Sales of the Nano will depend on extending financing down to this population. Tata officials boasted of agreements with 15 banks already. And the global slowdown may wind up helping Nano sales.
“Six months back, interest rates were at an all-time high – that would have been a bad time to launch the car,” says Mr. Rathore. “Now we are at an economic point where interest rates are coming down.”
Aggressively extending loans down the income chain has been maligned in the US, but experts balk at any “subprime” comparison, since income will be verified and lenders won’t be far from borrowers.
Still, Tata faces a bumpy road. The biggest question is quality. If the car isn’t seen as reliable, potential customers may opt for used cars they can trust. As reassurance, the Nano offers an 18-month, 24,000-km (15,000-mile) warranty. [Editor's note: The original version was missing a verb.]
And despite the flurry of enthusiasm for the car, the cheapest model probably won’t yield profits unless Tata breaks the sales record for a new model, say analysts. “My gut feeling [is] in two months ... they’ll raise the price,” says Rathore. “That’s common practice for car manufacturers in India.”
That could be problematic for the company, which made some big-ticket purchases – including the troubled Jaguar and Land Rover brands – during the height of the economic boom. The company also failed to get many Nanos off the assembly line before launch, thanks to protests that caused the company to relocate a factory.

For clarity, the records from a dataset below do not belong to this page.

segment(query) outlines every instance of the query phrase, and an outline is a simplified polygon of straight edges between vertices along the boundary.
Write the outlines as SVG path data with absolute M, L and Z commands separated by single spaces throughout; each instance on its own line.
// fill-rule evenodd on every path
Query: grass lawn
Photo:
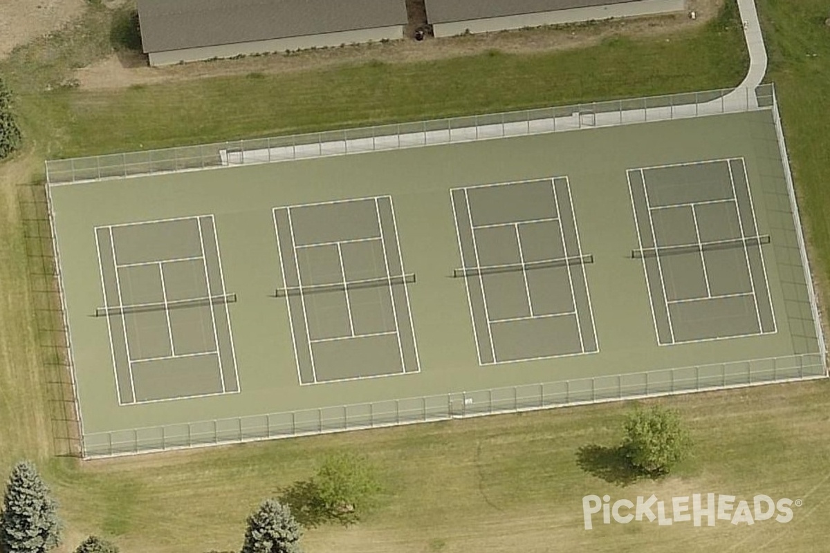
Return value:
M 822 21 L 830 14 L 823 0 L 759 0 L 759 8 L 826 300 L 830 229 L 823 215 L 830 196 L 822 186 L 830 151 L 824 113 L 830 29 Z M 121 93 L 61 88 L 66 67 L 107 49 L 105 38 L 93 32 L 107 17 L 90 8 L 75 34 L 22 48 L 0 63 L 19 95 L 29 138 L 26 152 L 0 165 L 0 251 L 6 260 L 0 264 L 0 474 L 22 457 L 39 462 L 67 522 L 63 551 L 89 533 L 114 539 L 124 553 L 238 548 L 245 516 L 261 499 L 307 478 L 325 454 L 340 449 L 368 452 L 387 491 L 360 525 L 308 531 L 311 553 L 826 551 L 826 381 L 665 400 L 682 412 L 695 455 L 675 477 L 624 488 L 576 463 L 579 448 L 619 439 L 627 408 L 620 404 L 84 463 L 53 457 L 51 419 L 61 405 L 51 384 L 56 368 L 46 364 L 41 349 L 51 336 L 35 323 L 43 317 L 39 298 L 46 287 L 31 269 L 37 252 L 26 247 L 32 244 L 27 233 L 37 228 L 27 219 L 37 206 L 26 201 L 31 189 L 22 186 L 37 181 L 45 157 L 725 87 L 737 84 L 746 67 L 732 7 L 707 27 L 668 41 L 621 37 L 562 53 L 369 63 Z M 51 92 L 44 92 L 46 85 Z M 655 493 L 670 500 L 710 492 L 749 500 L 765 493 L 801 499 L 803 506 L 786 525 L 634 522 L 583 529 L 586 494 L 633 500 Z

First 100,000 cars in July
Tata plans to start delivering an initial batch of 100,000 cars starting in July. In the meantime, it plans to hawk Nano watches, T-shirts, earrings, even an online game – “all the things you would want to keep as a memento while you wait for your car,” joked Rajiv Dube, president of Tata’s passenger car division.
The problems meeting expected demand means that Tata is not considering the Chinese market yet, Tata said, though plans are in the works for a European and US version within a few years.”
Tata also faces the danger that it’s provided a handy road map for its competition. And it’s likely to be constrained by the country’s lagging infrastructure. In cities like New Delhi, there’s limited space on the roads for more cars, and in smaller, interior towns there’s not much road at all – not to mention parking spaces.